Completed by Robert Aickman in 1975, but never before published in the US and not widely in the UK, Go Back at Once is a delicious, delirious comic fantasy about the joys and terrors of a life devoted to resisting the degradations of our technological and conformist age. It tells the story of Cressida Hazeborough and her friend Vivien, two cuttingly intelligent young women in a misty, inter-war Britain. The pair have little patience for the company of the marriageable men they are meant to endure, yet neither do they possess the means to live as they might wish: together, and apart from the demands of modern society.
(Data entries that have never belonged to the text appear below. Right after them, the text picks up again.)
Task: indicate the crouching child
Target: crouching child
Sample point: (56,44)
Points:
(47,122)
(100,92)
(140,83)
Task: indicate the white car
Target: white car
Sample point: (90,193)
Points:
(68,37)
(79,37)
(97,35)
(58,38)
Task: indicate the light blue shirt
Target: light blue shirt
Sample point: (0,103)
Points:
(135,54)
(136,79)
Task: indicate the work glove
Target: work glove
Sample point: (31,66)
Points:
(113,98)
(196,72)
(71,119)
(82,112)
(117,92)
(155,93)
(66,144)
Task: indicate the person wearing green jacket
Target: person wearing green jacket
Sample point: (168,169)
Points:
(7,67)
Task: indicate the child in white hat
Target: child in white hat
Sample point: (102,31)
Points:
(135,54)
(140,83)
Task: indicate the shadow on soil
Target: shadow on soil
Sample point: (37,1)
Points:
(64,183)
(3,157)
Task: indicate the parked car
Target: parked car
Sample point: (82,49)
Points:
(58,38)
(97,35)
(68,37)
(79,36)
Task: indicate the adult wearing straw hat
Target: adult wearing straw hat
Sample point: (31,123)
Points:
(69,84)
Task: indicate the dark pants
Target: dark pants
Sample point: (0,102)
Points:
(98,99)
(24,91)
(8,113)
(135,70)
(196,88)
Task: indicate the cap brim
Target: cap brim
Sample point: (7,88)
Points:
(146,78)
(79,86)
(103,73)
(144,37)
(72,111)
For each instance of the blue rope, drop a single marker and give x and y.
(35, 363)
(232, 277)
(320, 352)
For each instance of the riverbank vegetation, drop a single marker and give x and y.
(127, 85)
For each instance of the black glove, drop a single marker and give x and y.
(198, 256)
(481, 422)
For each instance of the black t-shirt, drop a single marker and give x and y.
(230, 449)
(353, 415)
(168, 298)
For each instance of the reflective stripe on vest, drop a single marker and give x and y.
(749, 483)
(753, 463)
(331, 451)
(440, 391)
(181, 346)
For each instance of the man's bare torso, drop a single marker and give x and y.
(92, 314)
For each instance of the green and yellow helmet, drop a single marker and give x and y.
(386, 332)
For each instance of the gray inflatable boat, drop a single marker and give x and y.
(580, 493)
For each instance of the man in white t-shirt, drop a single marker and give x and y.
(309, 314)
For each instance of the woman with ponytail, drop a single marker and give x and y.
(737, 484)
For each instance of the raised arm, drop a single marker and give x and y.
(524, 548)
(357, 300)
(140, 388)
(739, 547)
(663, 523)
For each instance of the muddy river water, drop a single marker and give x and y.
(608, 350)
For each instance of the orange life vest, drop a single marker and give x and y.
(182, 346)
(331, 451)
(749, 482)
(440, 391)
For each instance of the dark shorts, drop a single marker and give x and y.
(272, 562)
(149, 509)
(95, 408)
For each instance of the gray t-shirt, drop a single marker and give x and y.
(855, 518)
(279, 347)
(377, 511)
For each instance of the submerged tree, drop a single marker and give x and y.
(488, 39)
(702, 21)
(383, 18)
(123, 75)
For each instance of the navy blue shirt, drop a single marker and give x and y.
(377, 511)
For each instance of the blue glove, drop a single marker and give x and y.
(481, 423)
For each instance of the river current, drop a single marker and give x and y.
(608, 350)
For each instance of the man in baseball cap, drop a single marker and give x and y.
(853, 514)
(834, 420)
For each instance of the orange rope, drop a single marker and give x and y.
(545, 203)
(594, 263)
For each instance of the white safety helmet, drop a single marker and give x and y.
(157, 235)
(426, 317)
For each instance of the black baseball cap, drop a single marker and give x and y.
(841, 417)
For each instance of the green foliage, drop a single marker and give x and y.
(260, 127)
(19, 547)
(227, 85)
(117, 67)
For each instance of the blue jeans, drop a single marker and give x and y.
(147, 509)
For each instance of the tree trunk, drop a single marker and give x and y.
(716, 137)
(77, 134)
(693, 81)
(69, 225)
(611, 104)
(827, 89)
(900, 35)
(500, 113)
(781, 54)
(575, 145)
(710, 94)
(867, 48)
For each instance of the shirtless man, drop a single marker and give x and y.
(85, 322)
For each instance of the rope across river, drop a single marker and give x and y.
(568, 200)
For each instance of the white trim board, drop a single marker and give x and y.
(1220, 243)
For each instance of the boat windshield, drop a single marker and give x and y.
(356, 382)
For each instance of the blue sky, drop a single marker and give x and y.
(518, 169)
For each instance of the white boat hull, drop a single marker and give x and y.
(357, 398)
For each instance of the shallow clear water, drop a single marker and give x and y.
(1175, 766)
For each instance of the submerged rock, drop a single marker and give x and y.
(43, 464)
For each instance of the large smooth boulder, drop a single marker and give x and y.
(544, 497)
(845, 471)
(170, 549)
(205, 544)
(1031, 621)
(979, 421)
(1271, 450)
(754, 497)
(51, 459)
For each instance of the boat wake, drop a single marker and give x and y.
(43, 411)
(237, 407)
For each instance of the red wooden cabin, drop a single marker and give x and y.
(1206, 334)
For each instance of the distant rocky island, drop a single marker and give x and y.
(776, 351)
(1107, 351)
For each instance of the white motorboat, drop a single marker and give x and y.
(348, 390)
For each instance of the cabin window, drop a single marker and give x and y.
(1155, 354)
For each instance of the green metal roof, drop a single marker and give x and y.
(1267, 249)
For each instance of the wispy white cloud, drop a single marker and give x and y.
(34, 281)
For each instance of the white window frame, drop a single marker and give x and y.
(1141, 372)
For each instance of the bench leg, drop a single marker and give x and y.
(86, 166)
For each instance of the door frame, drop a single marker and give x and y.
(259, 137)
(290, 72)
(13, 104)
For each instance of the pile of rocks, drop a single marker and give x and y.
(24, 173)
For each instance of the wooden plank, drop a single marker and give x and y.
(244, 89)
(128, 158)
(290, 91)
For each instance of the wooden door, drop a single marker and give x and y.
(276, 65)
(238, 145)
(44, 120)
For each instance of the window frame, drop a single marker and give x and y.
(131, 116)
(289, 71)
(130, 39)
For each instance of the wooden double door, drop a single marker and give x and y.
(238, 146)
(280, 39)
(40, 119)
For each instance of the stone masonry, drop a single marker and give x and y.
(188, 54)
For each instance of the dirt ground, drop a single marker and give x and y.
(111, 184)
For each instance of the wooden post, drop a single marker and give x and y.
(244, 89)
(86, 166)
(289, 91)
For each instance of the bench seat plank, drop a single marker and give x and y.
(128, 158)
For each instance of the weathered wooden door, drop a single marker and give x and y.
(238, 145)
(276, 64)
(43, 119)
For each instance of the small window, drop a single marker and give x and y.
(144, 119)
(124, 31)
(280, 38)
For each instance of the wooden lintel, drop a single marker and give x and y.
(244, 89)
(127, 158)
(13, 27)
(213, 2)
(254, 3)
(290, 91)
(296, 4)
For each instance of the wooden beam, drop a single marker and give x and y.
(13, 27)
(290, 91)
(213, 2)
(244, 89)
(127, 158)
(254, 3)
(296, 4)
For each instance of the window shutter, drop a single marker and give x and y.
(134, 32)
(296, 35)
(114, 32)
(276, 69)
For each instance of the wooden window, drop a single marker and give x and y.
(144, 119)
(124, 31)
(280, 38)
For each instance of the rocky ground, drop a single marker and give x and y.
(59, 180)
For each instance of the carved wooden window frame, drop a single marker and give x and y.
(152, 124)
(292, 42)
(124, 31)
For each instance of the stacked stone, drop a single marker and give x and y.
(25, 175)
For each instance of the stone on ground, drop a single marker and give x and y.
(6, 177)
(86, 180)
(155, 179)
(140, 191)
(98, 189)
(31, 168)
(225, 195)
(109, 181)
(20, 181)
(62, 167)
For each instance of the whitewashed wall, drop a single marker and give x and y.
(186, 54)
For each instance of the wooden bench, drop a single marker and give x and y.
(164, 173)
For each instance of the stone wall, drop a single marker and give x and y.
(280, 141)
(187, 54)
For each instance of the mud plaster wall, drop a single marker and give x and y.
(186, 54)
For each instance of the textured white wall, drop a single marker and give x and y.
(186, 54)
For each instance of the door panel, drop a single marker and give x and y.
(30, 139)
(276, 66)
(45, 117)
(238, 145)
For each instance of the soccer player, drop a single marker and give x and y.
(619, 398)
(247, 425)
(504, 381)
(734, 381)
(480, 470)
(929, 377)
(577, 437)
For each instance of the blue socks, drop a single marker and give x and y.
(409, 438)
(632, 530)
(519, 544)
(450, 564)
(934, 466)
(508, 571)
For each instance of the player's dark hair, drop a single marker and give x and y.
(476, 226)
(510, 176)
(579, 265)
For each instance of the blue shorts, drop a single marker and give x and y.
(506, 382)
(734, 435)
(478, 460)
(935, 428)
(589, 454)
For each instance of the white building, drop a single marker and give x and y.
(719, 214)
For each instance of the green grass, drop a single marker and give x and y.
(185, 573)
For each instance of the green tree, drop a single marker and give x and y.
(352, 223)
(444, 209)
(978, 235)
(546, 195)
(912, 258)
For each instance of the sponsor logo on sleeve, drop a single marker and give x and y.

What's a girl to do?
Having left school and taken the sorts of London job available to women of their age and station, remarkable arrives: a great foreign poet, playwright, athlete, and soldier named Virgilio Vittore has successfully conquered the tiny country of Trino, on the Adriatic Sea, and is now governing it "according to the laws of music." Could this new utopia be a refuge for Cressida and Vivien, and indeed all who seek a life less ordinary? Or should the women, having arrived in this chaotic land, where love, life, and politics must submit to the rules of the beautiful, take to heart the advice of the novel's title?
Snobbish yet humane, reactionary yet camp, strait-laced yet queer, personal yet theatrical, old-fashioned yet radical, Go Back at Once reveals Robert Aickman as a master not only of the "strange story," but a romantic pessimist of the first order, deserving of a place beside the works of Evelyn Waugh, Anthony Powell, or even Edward Gorey.